Blazing Chrome tem uma variedade de cenários e inimigos bem bacana, alternando inclusive a forma de jogar, seja correndo, pilotando mechas ou veículos e mudando até a perspectiva do jogo. Seu arsenal tem quatro variações de armas principais e mais alguns bots que vão te auxiliar com escudos, salto duplo e coisas do gênero. Morreu, perdeu tudo que estava usando e volta para o tiro comum.  São muitos chefes e mini-chefes de fase, e você vai precisar de muita decoreba e paciência para seguir em frente. Além de atirar, você tem ataques de espada, poderosos mas que exigem o corpo a corpo e é bem fácil morrer assim. Com tanta variação, o jogo possibilita muitas estratégias diferentes e cabe a você encontrar a sua forma de jogar. 

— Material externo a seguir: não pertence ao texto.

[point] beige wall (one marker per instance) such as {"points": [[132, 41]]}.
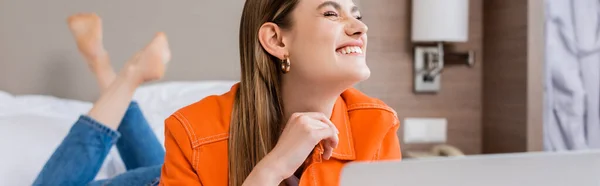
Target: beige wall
{"points": [[38, 55], [390, 59], [513, 81]]}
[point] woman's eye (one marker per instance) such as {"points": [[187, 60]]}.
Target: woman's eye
{"points": [[330, 13]]}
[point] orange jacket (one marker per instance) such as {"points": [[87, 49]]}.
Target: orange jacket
{"points": [[196, 140]]}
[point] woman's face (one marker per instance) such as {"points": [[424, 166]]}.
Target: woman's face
{"points": [[327, 43]]}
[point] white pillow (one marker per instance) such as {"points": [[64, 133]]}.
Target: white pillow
{"points": [[32, 126]]}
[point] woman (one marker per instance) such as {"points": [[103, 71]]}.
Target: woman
{"points": [[294, 118], [114, 118]]}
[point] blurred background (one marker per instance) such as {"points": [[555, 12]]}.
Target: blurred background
{"points": [[465, 76]]}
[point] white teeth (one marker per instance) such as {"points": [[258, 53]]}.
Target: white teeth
{"points": [[350, 49]]}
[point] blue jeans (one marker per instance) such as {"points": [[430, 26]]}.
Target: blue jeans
{"points": [[79, 157]]}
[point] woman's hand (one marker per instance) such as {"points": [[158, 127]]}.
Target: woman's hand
{"points": [[302, 133]]}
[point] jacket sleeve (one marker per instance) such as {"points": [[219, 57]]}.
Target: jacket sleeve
{"points": [[390, 146], [178, 168]]}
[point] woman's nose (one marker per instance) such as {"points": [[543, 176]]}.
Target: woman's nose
{"points": [[356, 27]]}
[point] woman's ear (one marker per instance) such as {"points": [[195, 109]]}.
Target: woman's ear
{"points": [[270, 38]]}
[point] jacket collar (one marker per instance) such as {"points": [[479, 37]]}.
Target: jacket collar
{"points": [[339, 117]]}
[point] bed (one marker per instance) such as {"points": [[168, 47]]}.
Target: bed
{"points": [[32, 126]]}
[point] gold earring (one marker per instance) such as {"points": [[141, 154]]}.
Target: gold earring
{"points": [[285, 65]]}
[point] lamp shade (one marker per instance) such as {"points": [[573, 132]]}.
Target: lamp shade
{"points": [[440, 20]]}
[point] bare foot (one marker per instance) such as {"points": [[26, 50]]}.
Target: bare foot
{"points": [[87, 30], [149, 63]]}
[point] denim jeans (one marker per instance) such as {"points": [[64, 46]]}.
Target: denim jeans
{"points": [[79, 157]]}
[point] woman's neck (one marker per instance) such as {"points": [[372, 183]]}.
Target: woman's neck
{"points": [[298, 97]]}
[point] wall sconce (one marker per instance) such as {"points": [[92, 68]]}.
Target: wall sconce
{"points": [[435, 23]]}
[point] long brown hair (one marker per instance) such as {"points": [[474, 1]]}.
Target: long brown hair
{"points": [[258, 110]]}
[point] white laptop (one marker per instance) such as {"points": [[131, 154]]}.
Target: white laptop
{"points": [[519, 169]]}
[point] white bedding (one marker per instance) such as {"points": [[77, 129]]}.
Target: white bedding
{"points": [[32, 126]]}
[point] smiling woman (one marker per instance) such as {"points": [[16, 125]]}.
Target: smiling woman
{"points": [[294, 118]]}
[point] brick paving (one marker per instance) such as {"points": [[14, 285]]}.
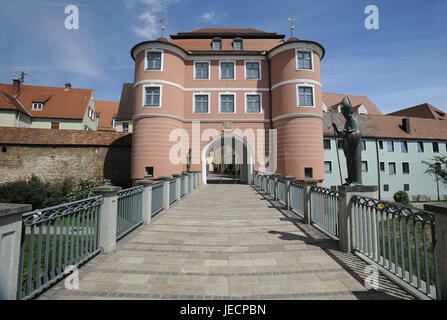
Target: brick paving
{"points": [[225, 242]]}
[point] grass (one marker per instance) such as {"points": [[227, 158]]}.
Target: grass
{"points": [[403, 231], [63, 247]]}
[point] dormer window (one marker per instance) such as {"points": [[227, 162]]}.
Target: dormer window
{"points": [[217, 44], [37, 106], [237, 44]]}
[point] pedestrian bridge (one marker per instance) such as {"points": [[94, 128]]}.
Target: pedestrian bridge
{"points": [[226, 241]]}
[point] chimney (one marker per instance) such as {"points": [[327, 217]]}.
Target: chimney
{"points": [[15, 87], [406, 125]]}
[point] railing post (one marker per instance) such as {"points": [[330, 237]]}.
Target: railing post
{"points": [[277, 177], [307, 199], [10, 240], [440, 211], [186, 176], [178, 182], [289, 179], [165, 191], [345, 226], [108, 215], [147, 200]]}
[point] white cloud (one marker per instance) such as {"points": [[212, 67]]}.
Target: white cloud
{"points": [[151, 16], [208, 16]]}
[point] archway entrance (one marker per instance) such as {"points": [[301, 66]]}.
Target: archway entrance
{"points": [[227, 159]]}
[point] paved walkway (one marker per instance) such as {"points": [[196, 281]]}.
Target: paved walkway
{"points": [[225, 241]]}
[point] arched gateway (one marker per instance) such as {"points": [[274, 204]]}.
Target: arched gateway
{"points": [[201, 84]]}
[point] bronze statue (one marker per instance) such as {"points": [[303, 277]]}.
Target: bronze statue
{"points": [[352, 136], [188, 161]]}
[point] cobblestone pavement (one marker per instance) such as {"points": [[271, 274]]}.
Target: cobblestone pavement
{"points": [[225, 242]]}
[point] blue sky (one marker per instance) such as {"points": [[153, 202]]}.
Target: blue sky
{"points": [[402, 64]]}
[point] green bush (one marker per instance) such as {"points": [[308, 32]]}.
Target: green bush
{"points": [[401, 197], [84, 188], [35, 192]]}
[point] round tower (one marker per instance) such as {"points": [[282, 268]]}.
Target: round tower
{"points": [[297, 108], [157, 107]]}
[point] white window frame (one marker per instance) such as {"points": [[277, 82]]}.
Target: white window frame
{"points": [[35, 108], [245, 69], [304, 85], [220, 69], [209, 70], [144, 95], [146, 61], [226, 94], [194, 102], [261, 109], [311, 59], [325, 165]]}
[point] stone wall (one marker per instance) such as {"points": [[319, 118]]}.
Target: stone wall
{"points": [[94, 155]]}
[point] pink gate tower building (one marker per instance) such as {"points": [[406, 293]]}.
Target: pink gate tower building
{"points": [[210, 81]]}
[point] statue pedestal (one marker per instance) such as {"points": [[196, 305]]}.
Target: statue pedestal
{"points": [[345, 226]]}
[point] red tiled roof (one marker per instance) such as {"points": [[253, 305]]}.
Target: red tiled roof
{"points": [[126, 102], [59, 102], [106, 110], [424, 110], [386, 126], [333, 100], [29, 136]]}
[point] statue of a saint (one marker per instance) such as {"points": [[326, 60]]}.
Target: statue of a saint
{"points": [[188, 161], [352, 136]]}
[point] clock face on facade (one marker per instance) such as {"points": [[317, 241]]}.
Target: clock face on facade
{"points": [[227, 126]]}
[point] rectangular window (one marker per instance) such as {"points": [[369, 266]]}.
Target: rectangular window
{"points": [[390, 146], [420, 146], [308, 172], [38, 106], [252, 70], [153, 60], [405, 168], [201, 70], [435, 146], [217, 44], [304, 60], [364, 166], [227, 103], [363, 145], [201, 103], [152, 97], [253, 103], [237, 45], [227, 70], [392, 168], [305, 96], [149, 171], [404, 146]]}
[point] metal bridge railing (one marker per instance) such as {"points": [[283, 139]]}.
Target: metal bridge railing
{"points": [[157, 198], [282, 191], [129, 214], [172, 191], [399, 238], [324, 208], [53, 239], [297, 197]]}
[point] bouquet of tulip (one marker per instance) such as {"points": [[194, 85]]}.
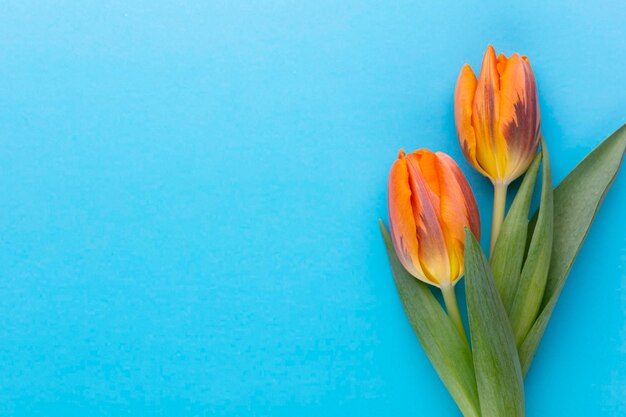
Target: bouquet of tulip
{"points": [[435, 224]]}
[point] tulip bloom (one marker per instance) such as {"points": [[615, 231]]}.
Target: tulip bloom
{"points": [[430, 204], [497, 120]]}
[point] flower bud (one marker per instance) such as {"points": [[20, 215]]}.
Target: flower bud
{"points": [[430, 204], [497, 116]]}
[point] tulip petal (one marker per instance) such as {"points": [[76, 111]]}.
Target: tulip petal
{"points": [[457, 209], [402, 219], [463, 104], [432, 249], [485, 114], [519, 115]]}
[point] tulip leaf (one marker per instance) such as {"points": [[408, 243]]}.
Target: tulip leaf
{"points": [[496, 362], [447, 350], [508, 253], [576, 202], [532, 281]]}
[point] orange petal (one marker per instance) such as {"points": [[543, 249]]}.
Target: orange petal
{"points": [[463, 104], [485, 113], [458, 209], [433, 253], [519, 116], [402, 219]]}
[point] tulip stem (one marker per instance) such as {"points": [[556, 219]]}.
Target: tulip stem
{"points": [[499, 202], [449, 298]]}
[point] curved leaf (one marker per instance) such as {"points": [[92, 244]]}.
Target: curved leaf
{"points": [[532, 281], [508, 252], [576, 202], [447, 350], [496, 363]]}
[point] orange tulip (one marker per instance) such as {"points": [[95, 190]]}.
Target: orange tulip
{"points": [[497, 116], [497, 120], [430, 204]]}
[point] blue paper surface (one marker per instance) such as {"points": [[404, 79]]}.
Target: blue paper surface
{"points": [[190, 193]]}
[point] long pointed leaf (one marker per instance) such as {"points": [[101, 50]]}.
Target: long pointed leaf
{"points": [[532, 282], [496, 363], [508, 253], [576, 202], [447, 350]]}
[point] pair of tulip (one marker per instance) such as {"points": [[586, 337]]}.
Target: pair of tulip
{"points": [[430, 200]]}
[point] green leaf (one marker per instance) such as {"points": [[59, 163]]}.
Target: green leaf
{"points": [[508, 253], [532, 281], [496, 363], [576, 202], [447, 350]]}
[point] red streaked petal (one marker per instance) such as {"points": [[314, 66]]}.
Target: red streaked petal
{"points": [[458, 210], [402, 219], [433, 253], [463, 106], [486, 112], [519, 115]]}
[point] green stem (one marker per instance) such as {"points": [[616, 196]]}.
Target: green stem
{"points": [[499, 202], [449, 298]]}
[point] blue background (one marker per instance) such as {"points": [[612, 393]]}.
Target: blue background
{"points": [[190, 194]]}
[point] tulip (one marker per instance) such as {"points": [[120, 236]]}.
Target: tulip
{"points": [[430, 204], [497, 120]]}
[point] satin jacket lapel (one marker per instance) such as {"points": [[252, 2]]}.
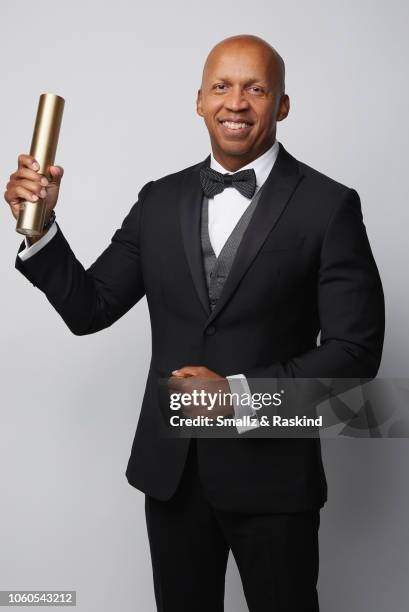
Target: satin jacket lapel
{"points": [[190, 213], [277, 190]]}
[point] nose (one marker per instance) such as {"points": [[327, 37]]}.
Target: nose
{"points": [[236, 101]]}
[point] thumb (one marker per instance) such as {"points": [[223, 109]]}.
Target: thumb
{"points": [[56, 173]]}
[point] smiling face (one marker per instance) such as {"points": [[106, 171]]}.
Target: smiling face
{"points": [[241, 98]]}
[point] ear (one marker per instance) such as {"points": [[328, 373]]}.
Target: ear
{"points": [[199, 108], [283, 108]]}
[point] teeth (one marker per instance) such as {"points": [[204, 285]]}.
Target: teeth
{"points": [[234, 125]]}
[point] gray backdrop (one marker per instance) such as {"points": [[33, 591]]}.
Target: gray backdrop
{"points": [[129, 73]]}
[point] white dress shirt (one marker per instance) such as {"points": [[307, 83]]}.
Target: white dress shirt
{"points": [[225, 210]]}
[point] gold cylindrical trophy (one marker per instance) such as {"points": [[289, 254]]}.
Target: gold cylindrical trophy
{"points": [[43, 148]]}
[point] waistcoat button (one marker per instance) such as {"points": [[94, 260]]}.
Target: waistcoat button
{"points": [[210, 331]]}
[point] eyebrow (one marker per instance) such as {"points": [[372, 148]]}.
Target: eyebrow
{"points": [[249, 82]]}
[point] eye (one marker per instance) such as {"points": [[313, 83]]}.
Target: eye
{"points": [[256, 89]]}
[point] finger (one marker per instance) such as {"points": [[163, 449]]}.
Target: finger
{"points": [[29, 174], [185, 371], [28, 161], [23, 194], [34, 187], [56, 173]]}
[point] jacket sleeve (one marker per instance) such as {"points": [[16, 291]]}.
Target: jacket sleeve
{"points": [[91, 300], [350, 303]]}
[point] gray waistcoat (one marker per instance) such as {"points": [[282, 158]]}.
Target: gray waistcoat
{"points": [[217, 268]]}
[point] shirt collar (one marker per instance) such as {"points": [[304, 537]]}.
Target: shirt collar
{"points": [[262, 165]]}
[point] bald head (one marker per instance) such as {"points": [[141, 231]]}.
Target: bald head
{"points": [[241, 99], [248, 42]]}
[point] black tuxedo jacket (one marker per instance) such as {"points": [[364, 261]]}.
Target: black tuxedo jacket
{"points": [[304, 266]]}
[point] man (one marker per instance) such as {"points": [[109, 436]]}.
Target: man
{"points": [[241, 274]]}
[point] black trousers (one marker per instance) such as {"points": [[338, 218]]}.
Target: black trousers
{"points": [[276, 554]]}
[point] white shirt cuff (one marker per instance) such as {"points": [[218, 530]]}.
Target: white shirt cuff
{"points": [[34, 248], [238, 384]]}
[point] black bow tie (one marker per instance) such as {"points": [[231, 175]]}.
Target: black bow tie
{"points": [[213, 182]]}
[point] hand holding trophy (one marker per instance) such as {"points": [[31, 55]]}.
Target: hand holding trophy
{"points": [[32, 191]]}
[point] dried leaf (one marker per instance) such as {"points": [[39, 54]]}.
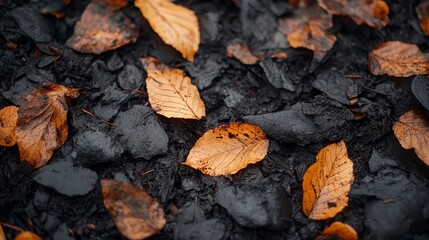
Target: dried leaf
{"points": [[171, 92], [176, 25], [228, 149], [423, 14], [308, 29], [27, 236], [136, 214], [8, 119], [412, 131], [398, 59], [340, 230], [241, 52], [101, 29], [327, 182], [373, 13], [42, 123]]}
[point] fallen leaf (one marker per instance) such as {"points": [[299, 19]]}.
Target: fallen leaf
{"points": [[8, 119], [176, 25], [339, 230], [327, 182], [422, 10], [101, 29], [240, 51], [398, 59], [228, 149], [307, 28], [373, 13], [412, 131], [27, 236], [171, 92], [136, 214], [42, 122]]}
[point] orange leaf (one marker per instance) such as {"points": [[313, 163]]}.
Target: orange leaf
{"points": [[8, 119], [136, 214], [423, 14], [412, 131], [176, 25], [327, 182], [228, 149], [398, 59], [27, 236], [373, 13], [42, 123], [101, 29], [340, 230], [171, 93]]}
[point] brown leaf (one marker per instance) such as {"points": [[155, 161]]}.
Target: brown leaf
{"points": [[228, 149], [27, 236], [327, 182], [176, 25], [42, 123], [340, 230], [307, 28], [412, 131], [136, 214], [398, 59], [8, 119], [101, 29], [240, 51], [373, 13], [423, 14], [171, 92]]}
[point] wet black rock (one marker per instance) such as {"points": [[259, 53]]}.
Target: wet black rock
{"points": [[131, 77], [287, 126], [141, 132], [96, 147], [192, 224], [420, 89], [32, 23], [256, 206], [66, 178]]}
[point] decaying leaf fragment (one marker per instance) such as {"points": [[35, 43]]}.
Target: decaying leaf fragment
{"points": [[339, 230], [101, 29], [42, 122], [8, 119], [307, 28], [412, 131], [228, 149], [422, 10], [176, 25], [327, 182], [398, 59], [136, 214], [373, 13], [171, 92], [27, 236]]}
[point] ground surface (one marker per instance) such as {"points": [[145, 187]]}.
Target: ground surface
{"points": [[389, 198]]}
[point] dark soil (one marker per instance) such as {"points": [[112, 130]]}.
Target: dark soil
{"points": [[304, 111]]}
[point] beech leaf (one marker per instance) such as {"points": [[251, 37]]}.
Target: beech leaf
{"points": [[171, 93], [373, 13], [42, 122], [228, 149], [327, 182], [412, 131], [341, 231], [176, 25], [8, 119], [398, 59], [136, 214]]}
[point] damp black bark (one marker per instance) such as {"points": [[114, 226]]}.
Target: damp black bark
{"points": [[301, 112]]}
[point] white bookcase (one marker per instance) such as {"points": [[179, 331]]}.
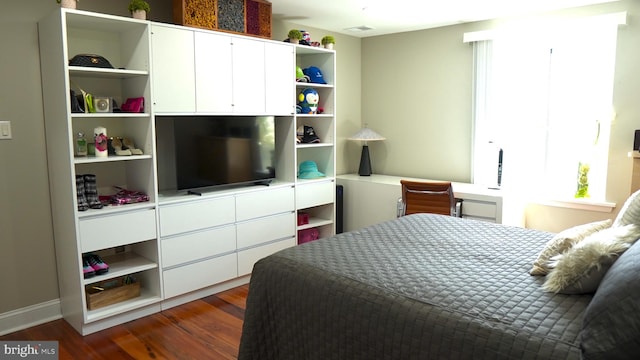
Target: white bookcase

Não vou falar que Blazing Chrome é perfeito. Mas é muito próximo disso. Não vou nem dizer que tem defeitos, mas esse jogador veterano que escreve essa matéria sofreu um bocado para se acostumar com os controles. E diversas vezes senti que o personagem não respondia imediatamente aos comandos por ficar preso nos frames de animação. Especialmente na hora de abaixar, rolar para atirar e levantar, foram muitas vidas perdidas. Não vou me enganar, pode ser só ruindade de jogo de minha parte mesmo, ou ainda pode ser algo criado propositalmente para causar aquela sensação de que o jogo está sendo injusto e te sacaneando como ocorria nos clássicos.

Fato é que nada tira o mérito desse jogo incrível que é Blazing Chrome, feito por brasileiros, e que me rendeu horas de diversão e uma satisfação enorme de jogar. Me peguei em vários momentos xingando a tela como se fosse antigamente, e minha mulher perguntando de longe o que estava acontecendo. Blazing Chrome é um jogo muito bem feito e merece que você dê uma chance para ele.